The New York Times, Wall Street Journal, and Fortune all lead with Lehman Brothers' plight this morning. "Lehman races to find a buyer," screams the WSJ headline after a disastrous day during which the once high-flying investment bank's "self-made survival strategy—ranging from spinning off commercial real-estate to selling a stake in Lehman's lucrative investment-management division—failed to halt a slide in Lehman's stock price." By the end of yesterday, Lehman's shares had slid 41 percent as investors voted with their feet. Lehman's best hope now is an outside buyer: Bank of America and Barclays are interested but only if the U.S. government offers assurances to help shield them from further losses. The Washington Post says that the Federal Reserve and Treasury Department are " actively helping" Lehman put itself up for sale, but time is running out; long-time Lehman customers tell Fortune that "they have sharply curtailed their trading with the firm." It all seemed so different just one year ago. Back then CEO Dick Fuld (who recently received a $40 million compensation package) said, "Do we have some stuff on the books that would be tough to get rid of? Yes. Is it going to kill us? Of course not." Those words could yet come back to haunt him.
Other banks are scrambling to reassure investors, none more so than Washington Mutual, which, coming off the back of its own 40-plus percent share drop this week, issued a statement assuring all and sundry that it "continues to be confident that it has sufficient liquidity and capital to support its operations while it returns to profitability," CNN Money reports. WaMu says it has $50 billion in liquidity, but that didn't stop both Fitch Ratings and Moody's Investors Service from downgrading their assessments of the company.

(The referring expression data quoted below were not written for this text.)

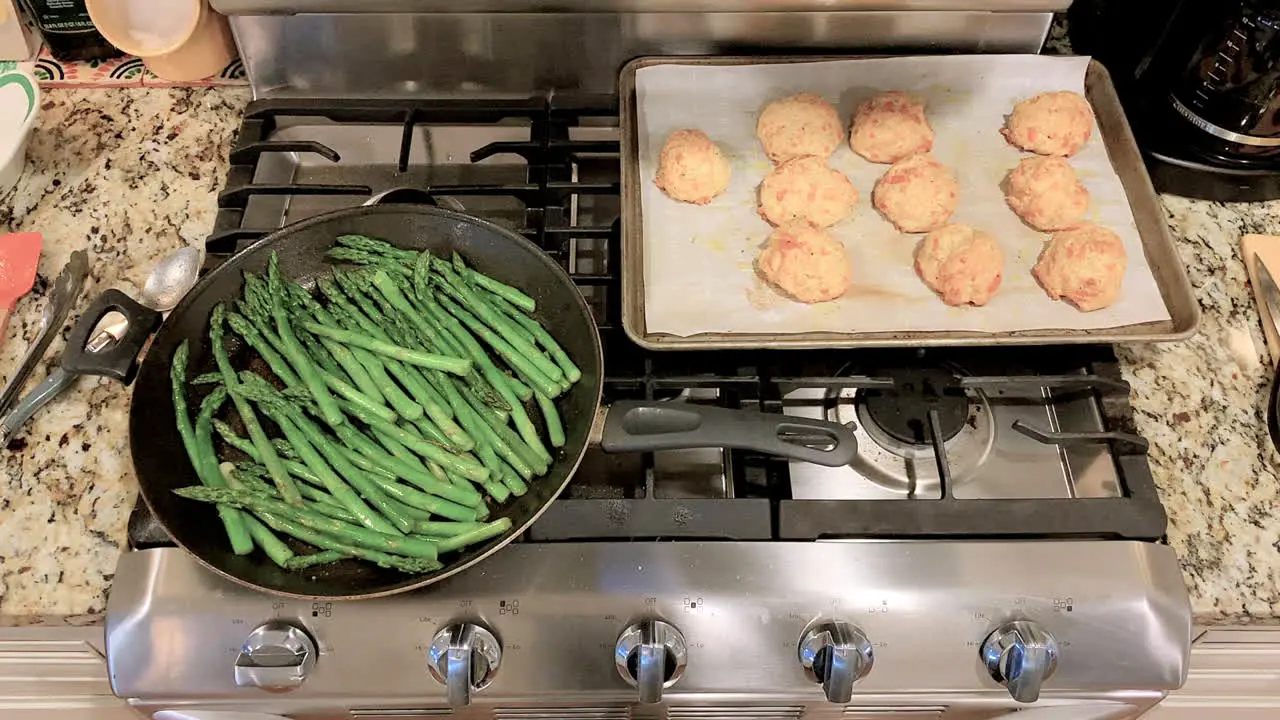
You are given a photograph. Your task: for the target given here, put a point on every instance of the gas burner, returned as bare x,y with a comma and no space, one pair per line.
903,411
895,450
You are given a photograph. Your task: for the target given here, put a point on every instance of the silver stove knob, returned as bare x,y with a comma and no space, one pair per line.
1020,655
275,656
836,655
464,657
650,655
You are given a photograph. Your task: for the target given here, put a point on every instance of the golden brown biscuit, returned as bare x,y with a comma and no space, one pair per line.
801,124
805,188
1083,265
963,265
691,168
917,194
1051,123
1046,194
891,126
805,263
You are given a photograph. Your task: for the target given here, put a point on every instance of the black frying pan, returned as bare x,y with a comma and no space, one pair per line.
163,466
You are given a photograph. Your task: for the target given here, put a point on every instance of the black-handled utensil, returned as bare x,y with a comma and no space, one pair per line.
118,360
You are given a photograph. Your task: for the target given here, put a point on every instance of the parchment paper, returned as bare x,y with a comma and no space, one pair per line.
698,260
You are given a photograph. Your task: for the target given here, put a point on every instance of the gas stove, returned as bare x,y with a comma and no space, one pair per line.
996,542
999,527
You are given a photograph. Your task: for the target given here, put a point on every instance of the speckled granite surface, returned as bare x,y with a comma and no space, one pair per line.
132,174
1201,405
129,176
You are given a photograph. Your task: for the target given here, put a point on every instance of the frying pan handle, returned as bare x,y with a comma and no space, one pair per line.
639,427
120,359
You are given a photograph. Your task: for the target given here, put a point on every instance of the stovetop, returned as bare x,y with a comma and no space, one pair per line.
1036,442
992,445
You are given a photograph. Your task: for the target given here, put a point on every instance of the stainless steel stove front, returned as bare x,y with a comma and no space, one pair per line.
1116,611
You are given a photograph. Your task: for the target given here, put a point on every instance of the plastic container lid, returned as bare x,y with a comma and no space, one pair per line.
146,27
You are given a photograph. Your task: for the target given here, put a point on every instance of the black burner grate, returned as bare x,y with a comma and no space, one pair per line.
760,506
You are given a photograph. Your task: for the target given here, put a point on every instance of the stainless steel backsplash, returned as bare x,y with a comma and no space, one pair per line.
496,54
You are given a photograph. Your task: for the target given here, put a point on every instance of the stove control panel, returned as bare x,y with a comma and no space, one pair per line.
277,656
1020,655
818,624
650,655
464,657
837,655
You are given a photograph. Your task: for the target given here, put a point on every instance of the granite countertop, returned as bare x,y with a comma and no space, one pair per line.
132,174
128,176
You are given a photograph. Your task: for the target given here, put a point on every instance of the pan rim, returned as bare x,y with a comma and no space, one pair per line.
516,531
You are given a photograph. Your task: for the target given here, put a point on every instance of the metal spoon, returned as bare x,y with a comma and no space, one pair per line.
167,285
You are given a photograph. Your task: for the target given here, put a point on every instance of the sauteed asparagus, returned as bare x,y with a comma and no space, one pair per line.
402,400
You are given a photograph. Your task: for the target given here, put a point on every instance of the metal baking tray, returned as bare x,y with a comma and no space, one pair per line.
1166,267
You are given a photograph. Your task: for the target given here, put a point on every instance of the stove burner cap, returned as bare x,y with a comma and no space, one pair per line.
903,411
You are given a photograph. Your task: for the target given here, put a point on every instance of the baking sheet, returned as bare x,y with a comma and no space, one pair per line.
698,276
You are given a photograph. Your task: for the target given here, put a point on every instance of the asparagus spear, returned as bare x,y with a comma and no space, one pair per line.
232,519
359,536
456,365
266,452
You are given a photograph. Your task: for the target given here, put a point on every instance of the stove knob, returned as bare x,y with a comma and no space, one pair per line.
1020,655
836,655
275,656
464,657
650,655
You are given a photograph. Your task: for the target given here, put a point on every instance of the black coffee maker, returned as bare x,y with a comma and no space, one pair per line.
1201,85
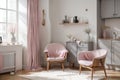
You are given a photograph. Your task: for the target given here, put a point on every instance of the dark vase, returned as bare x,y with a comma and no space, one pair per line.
75,19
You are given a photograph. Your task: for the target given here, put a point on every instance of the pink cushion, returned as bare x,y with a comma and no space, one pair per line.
55,50
87,57
85,62
55,58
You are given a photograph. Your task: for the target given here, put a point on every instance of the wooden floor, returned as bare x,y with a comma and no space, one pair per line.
112,75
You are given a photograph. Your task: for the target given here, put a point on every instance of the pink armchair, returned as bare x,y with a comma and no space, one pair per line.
55,52
92,60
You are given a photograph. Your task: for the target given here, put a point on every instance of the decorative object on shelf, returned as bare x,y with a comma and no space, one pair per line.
66,20
106,32
43,19
75,20
0,39
71,37
88,31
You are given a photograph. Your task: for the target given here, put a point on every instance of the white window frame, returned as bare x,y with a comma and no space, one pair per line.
6,9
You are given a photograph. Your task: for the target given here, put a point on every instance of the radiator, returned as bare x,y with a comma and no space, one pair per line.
8,64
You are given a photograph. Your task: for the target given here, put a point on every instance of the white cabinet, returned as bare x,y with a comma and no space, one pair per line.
110,8
18,53
75,48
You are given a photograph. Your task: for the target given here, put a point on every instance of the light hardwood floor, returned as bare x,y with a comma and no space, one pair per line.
112,75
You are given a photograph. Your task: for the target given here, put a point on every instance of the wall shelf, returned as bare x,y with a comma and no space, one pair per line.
68,24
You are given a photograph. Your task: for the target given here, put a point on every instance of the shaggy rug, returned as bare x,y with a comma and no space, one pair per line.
67,74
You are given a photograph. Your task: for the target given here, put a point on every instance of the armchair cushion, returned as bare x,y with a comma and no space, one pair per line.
55,50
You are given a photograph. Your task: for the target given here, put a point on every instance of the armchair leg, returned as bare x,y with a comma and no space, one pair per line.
48,64
92,73
80,68
105,72
63,66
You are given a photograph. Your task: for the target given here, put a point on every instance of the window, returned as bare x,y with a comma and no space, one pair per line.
8,18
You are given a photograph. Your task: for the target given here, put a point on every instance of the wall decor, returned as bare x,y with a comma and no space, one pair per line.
43,19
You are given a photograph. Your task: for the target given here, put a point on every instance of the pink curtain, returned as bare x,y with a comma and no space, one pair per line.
33,38
1,62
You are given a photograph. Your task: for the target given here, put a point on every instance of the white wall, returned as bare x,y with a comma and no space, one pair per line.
45,31
22,27
60,8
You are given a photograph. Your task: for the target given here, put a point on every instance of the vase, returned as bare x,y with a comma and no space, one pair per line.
75,19
13,39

Next into the lion's den are Goldman Sachs and Morgan Stanley, which report their third-quarter earnings next week. While no one on Wall Street is expecting a shock to rival Lehman Brothers (both Goldman and MS are expected to turn a profit, says CNN Money), the expected tepid performance of both institutions further reinforces the fragility of the U.S. banking sector. "The [question] will be, 'Can they muddle through?' rather than, 'Can they surprise with robust business?' " one analyst tells CNN Money. Life could be much tougher for insurance giant AIG. Investors are skittish that the company that has already lost $13.1 billion this financial year "will face billions in additional losses because it has effectively guaranteed complex financial instruments tied to home loans whose values have plummeted," writes the NYT.
There's no joy on the other side of the world either. Japan's economy recorded its "sharpest quarterly fall in almost seven years as the country appears to be falling into recession," the BBC reports. The world's second-largest economy shrank at an annualized rate of 3 percent from April to June. Meanwhile China's economy is feeling the pinch from the all-out Olympic push that brought about the temporary closure of hundreds of factories. Industrial output growth slowed to 12.8 percent last month compared with August 2007—a six-month low. New Zealand's Labour government can't blame the Olympics for its country's recession; what's worse, it has to fight a general election two months from now. Prime Minister Helen Clark hopes the recession-hit country will be enjoying a "much needed boost from recently granted tax cuts and lower interest rates," writes the Financial Times.
The imminent arrival of Hurricane Ike on Texas shores has shored up crude prices even as they flirted with dropping into double digits for the first time since March. U.S. gasoline prices are expected to rise after the Gulf of Mexico's refining hub shut down to brace for yet another major storm, reports the NYT. And biofuels, too, are taking a hit. Yesterday the European Union announced that its "ambitious targets for using crop-based biofuels should be pared back dramatically" over fears that corn-based ethanol is driving up food prices and that grain-based biofuels could create more CO2 pollution than they curtail.
At least some sectors are smiling, however. With the pro football season just one week old, NBC reports that it has already sold about 85 percent of the available Superbowl TV ads, and that's after it hiked its rate by 10 percent, the WSJ reports. Budweiser and Pepsi will be looking for a big game, but GM is sitting it out this year.